LITTLE ROCK, Ark. (KTHV) - A bill introduced to the General Assembly on Thursday, March 2 would ban public schools in Arkansas from using books from best-selling author and historian Howard Zinn.
House Bill 1834, introduced by Representative Kim Hendren (R-Gravette), would ban books by Zinn from the years 1959 until 2000 for being used in public schools or an open-enrollment public charter school.
In 1980, Zinn released "A People's History of the United States," which looks at the history of America through the point of view of "women, factory workers, African-Americans, Native Americans, working poor, and immigrant laborers."
The Zinn Education Project was launched in 2008, offering teachers the ability to create lessons based upon the book.
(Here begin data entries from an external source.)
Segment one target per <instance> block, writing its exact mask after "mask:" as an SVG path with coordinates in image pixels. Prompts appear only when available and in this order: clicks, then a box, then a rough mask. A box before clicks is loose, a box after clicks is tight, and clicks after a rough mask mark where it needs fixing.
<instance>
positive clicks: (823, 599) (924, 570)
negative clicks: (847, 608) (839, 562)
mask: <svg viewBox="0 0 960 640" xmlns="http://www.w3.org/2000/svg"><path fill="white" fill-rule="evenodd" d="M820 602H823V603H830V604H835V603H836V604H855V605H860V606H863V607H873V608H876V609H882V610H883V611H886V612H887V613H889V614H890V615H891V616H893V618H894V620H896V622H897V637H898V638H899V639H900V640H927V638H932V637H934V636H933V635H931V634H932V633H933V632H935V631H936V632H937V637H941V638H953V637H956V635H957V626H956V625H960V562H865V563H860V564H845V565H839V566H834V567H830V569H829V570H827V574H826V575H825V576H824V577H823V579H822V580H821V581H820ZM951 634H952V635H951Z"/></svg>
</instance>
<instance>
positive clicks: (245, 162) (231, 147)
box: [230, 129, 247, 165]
The project's website offers free downloadable lessons organized by theme and time period as well as reading level.
"Its goal is to introduce students to a more accurate, complex, and engaging understanding of United States history than is found in traditional textbooks and curricula," the website states.
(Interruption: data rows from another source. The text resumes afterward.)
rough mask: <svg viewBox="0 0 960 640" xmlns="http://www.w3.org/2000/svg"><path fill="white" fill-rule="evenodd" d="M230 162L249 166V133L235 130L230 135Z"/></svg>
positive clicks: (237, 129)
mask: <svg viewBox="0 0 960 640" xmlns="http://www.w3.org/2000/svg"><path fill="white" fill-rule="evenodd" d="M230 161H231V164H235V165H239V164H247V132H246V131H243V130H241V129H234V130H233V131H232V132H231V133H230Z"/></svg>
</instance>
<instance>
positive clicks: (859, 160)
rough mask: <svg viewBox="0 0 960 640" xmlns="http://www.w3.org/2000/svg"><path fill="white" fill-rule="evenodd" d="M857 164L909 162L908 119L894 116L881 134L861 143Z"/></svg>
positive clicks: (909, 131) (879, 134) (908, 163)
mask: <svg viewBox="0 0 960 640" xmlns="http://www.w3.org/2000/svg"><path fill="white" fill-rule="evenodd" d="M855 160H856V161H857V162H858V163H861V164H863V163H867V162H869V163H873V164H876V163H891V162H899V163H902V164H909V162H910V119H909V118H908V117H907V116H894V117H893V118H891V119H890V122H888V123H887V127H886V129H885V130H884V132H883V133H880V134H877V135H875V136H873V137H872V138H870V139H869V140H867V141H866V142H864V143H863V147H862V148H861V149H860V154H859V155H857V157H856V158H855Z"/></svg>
Famed author and philosopher Noam Chomsky said Zinn's work "changed the way millions of people saw the past."
But, in the years since it came out, the book has been under scrutiny by critics who say Zinn's book omits important moments in history. One conservative author, Daniel J. Flynn, has even labeled Zinn as presenting a biased view of history and calling him an anti-American Marxist.
Michael Kazin for Dissent Magazine said, "[The book] is bad history, albeit gilded with virtuous intentions. Zinn reduces the past to Manichean fable and makes no serious attempt to address the biggest question a leftist can ask about U.S. history: why have most Americans accepted the legitimacy of the capitalist republic in which they live?"
In 2013, the Associated Press reported that former Indiana Governor and current president of Purdue University, Mitch Daniels, requested that Zinn's work be banned from classrooms as well as asking for a "cleanup of college courses." In an email, Daniels called the book an "anti-factual piece of disinformation that misstates American history on every page."
It remains to be seen what argument Hendren has for wanting to ban Zinn's books, but it's set to go before the House committee on education on early next week.
The Zinn Education Project is offering free copies of "A People's History of the United States" to teachers in Arkansas in response to the bill.